South Korea 'Trying to Make Sense of' Trump's North Korean Summit Cancellation

South Korea appears to have been caught unaware by President Donald Trump's decision to pull out of next month's summit with North Korea. "We are attempting to make sense of what, precisely, President Trump means," said South Korean presidential representative Kim Eui-kyeom in a statement Thursday morning.

South Korean president Moon Jae-in told reporters that he was "very perplexed by the situation," and that "it is very regrettable that the North Korea-U.S. summit will not be held on June 12 when it was scheduled to be held," according to Yonhap News Agency.

Trump made a surprise announcement that he would no longer be participating in the historic nuclear summit in a letter to North Korean leader Kim Jong Un Thursday. "Please let this letter serve to represent that the Singapore summit, for the good of both parties, but to the detriment of the world, will not take place. You talk about your nuclear capabilities, but ours are so massive and powerful that I pray to God they will never have to be used," he wrote.

South Korea's presidential Blue House seems blind-sided by Trump's cancelation of the summit: "We are attempting to make sense of what, precisely, President Trump means," says spokesman Kim Eui-kyeom.

— Anna Fifield (@annafifield) May 24, 2018

Secretary of State Mike Pompeo could not say whether or not South Korea knew about The White House's intent to pull out of the talks before the letter was released publically. Moon has reportedly called a late night meeting with his top aides to try to make sense of the situation.

Moon had a momentus and successful meeing with Kim Jong Un around the Korean Demilitarization Zone earlier in the month, and was at the White House to speak with Trump about the upcoming summit on Tuesday.

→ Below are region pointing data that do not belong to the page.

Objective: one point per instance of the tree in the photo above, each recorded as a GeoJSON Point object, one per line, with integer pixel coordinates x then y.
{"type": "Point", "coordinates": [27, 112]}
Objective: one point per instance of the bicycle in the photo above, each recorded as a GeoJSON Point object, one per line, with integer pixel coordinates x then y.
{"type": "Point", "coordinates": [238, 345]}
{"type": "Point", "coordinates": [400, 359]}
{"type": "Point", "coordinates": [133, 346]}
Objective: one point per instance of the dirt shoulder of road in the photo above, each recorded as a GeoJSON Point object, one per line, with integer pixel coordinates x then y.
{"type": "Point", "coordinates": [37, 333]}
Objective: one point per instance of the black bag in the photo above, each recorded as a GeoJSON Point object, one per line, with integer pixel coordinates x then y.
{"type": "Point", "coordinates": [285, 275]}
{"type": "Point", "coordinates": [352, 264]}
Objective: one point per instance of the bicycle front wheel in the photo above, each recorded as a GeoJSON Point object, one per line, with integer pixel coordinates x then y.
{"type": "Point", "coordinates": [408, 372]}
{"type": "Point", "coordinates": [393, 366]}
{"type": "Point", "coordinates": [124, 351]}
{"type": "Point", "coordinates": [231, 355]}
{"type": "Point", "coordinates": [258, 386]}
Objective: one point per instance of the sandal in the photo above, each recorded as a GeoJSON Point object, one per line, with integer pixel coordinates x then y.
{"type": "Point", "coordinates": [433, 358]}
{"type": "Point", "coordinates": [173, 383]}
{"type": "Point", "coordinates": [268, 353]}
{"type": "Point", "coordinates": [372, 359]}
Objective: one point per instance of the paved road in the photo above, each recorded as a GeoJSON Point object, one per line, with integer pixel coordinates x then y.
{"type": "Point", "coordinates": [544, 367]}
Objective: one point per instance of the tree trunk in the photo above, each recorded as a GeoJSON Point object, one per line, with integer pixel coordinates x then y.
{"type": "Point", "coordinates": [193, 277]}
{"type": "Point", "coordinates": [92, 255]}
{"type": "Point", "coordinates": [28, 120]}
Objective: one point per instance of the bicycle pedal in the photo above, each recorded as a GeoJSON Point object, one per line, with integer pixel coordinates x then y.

"Thanks to your vision of achieving peace through strength, as well as your strong leadership, we're looking forward to the first-ever U.S.-North Korea summit. And we find ourselves standing one step closer to the dream of achieving complete denuclearization on the Korean Peninsula and world peace," he told President Trump. But he warned the president that, "the fate and the future of the Korean Peninsula hinge on this."

Preparations for the summit began to break down Wednesday evening when a North Korean official called Vice President Mike Pence "ignorant" and "stupid" for saying that North Korea would suffer a similar fate to Libya if it did not end its nuclear program.

"In case the U.S. offends against our goodwill and clings to unlawful and outrageous acts, I will put forward a suggestion to our supreme leadership for reconsidering the DPRK-U.S. summit," said North Korean Vice Foreign Affairs Minister Choe Son Hui.

Ahead of the summit, North Korea released three American prisoners and reportedly demolished its Punggye-ri nuclear test site. A number of foreign reporters, including Americans, were in North Korea to witness the destruction of the site when president Trump released the letter.

U.S. President Donald Trump welcomes Republic of Korea President Moon Jae-in to the White House May 22, 2018 in Washington, DC. Trump and Moon met to discuss developments in the now-canceled meeting with North Korean leader Kim Jong-un. Win McNamee/Getty Images

Updated to include a statement from President Moon.